Controversial Ball Company Files For Bankruptcy

 

Polara Golf, a company that has gone to war with the USGA and won, filed for Chapter 11 Bankruptcy Protection earlier this month. 

 

Best known for its irregular dimple pattern, which its engineers claimed allowed the ball to fly up to 50% straighter than other balls on the market, Polara has been around for more than four decades. 

The news of the bankruptcy filing was broken by Rebecca Cooper of the Washington Business Journal


The Merrifield company — whose legal name is Aero-X Golf Inc. — has less than $1 million in assets and nearly $3 million in liabilities, according to a Chapter 11 petition filed Dec. 13 in U.S. Bankruptcy Court for the Eastern District of Virginia.

Polara makes unusually dimpled golf balls the company says will help correct a golfer’s slice by as much as 50 percent. It makes no bones about it: The company’s brand of “ultimate straight” balls are printed with an arrow showing players how to line up the ball for the maximum chance of a perfectly straight drive.

The balls have a checkered history. Polara’s inventors patented their first version in 1974 and began selling the ball in 1977. The U.S. Golf Association wouldn’t approve the ball for use in tournaments, however, prompting Polara to sue the association.

The case stretched on for seven years, until the USGA settled the case and agreed to pay Polara $1.4 million to remove it from the market.

But in 2005, a new company bought the rights to the original Polara design and began producing it again. Aero-X Golf purchased the rights in 2009 and improved the design, introducing the “ultimate straight” and the “super straight” balls in 2010, according to Polara’s website.
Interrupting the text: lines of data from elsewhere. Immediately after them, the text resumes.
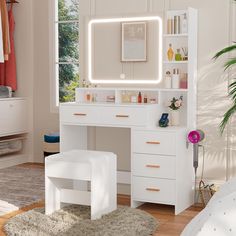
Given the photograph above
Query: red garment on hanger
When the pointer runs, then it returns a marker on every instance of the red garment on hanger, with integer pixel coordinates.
(8, 68)
(10, 65)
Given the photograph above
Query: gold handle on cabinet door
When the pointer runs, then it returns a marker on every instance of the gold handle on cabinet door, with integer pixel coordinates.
(153, 189)
(153, 142)
(153, 166)
(80, 114)
(122, 116)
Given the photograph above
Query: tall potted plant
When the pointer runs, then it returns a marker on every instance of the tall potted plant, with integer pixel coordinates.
(230, 63)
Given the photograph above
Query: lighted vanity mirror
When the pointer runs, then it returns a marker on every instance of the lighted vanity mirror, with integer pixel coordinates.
(125, 50)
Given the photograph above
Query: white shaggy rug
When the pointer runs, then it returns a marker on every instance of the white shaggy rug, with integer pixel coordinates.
(20, 186)
(75, 220)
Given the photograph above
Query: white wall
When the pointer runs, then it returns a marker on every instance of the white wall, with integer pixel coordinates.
(24, 50)
(44, 120)
(213, 35)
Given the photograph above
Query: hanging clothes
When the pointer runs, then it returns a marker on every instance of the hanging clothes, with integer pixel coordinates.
(5, 29)
(8, 68)
(10, 65)
(1, 44)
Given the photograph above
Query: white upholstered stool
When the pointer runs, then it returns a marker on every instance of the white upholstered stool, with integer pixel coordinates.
(64, 173)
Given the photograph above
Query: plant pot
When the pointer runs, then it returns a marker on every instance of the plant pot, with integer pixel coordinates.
(175, 117)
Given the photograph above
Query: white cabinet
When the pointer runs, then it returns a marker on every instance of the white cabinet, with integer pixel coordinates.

The balls received a lot of press in the ensuing year as recreational golfers tried them out. Sales surged at the beginning; multiple media outlets reported Polara Golf’s computer servers crashed after the product was announced because of too many orders.

 

While golf purists could not abide the high-tech balls, Polara argued it could help speed up the game, not to mention provide more enjoyment for amateur players.

The bankruptcy case is related to a dispute with one of the company’s former executives. The largest claim is a $1.3 million judgment owed to David Felker, who was listed as the chief executive of Polara in articles about its products from 2011 through 2013. A San Diego County court ordered Aero-X to pay the judgment amount after arbitration, according to the company’s bankruptcy attorney Stephen Metz. The Chapter 11 documents list Steven Lebischak and Louis Green as the current directors of the corporation.

The judgment was “essentially the claim that forced the company into bankruptcy,” Metz said.

Polara has not been able to sell its golf balls online for the past few months after an order related to the Felker judgment led to the shutdown of Polara’s e-commerce site. Metz said the company is working to reverse that order and reopen online sales through the Chapter 11 process.

“The goal is to remain in business, remain operational, continue to sell golf balls and restructure the debt,” Metz said.

 

The next largest claim is for $1 million from Foremost Golf Manufacturing in Taiwan, according to the filings.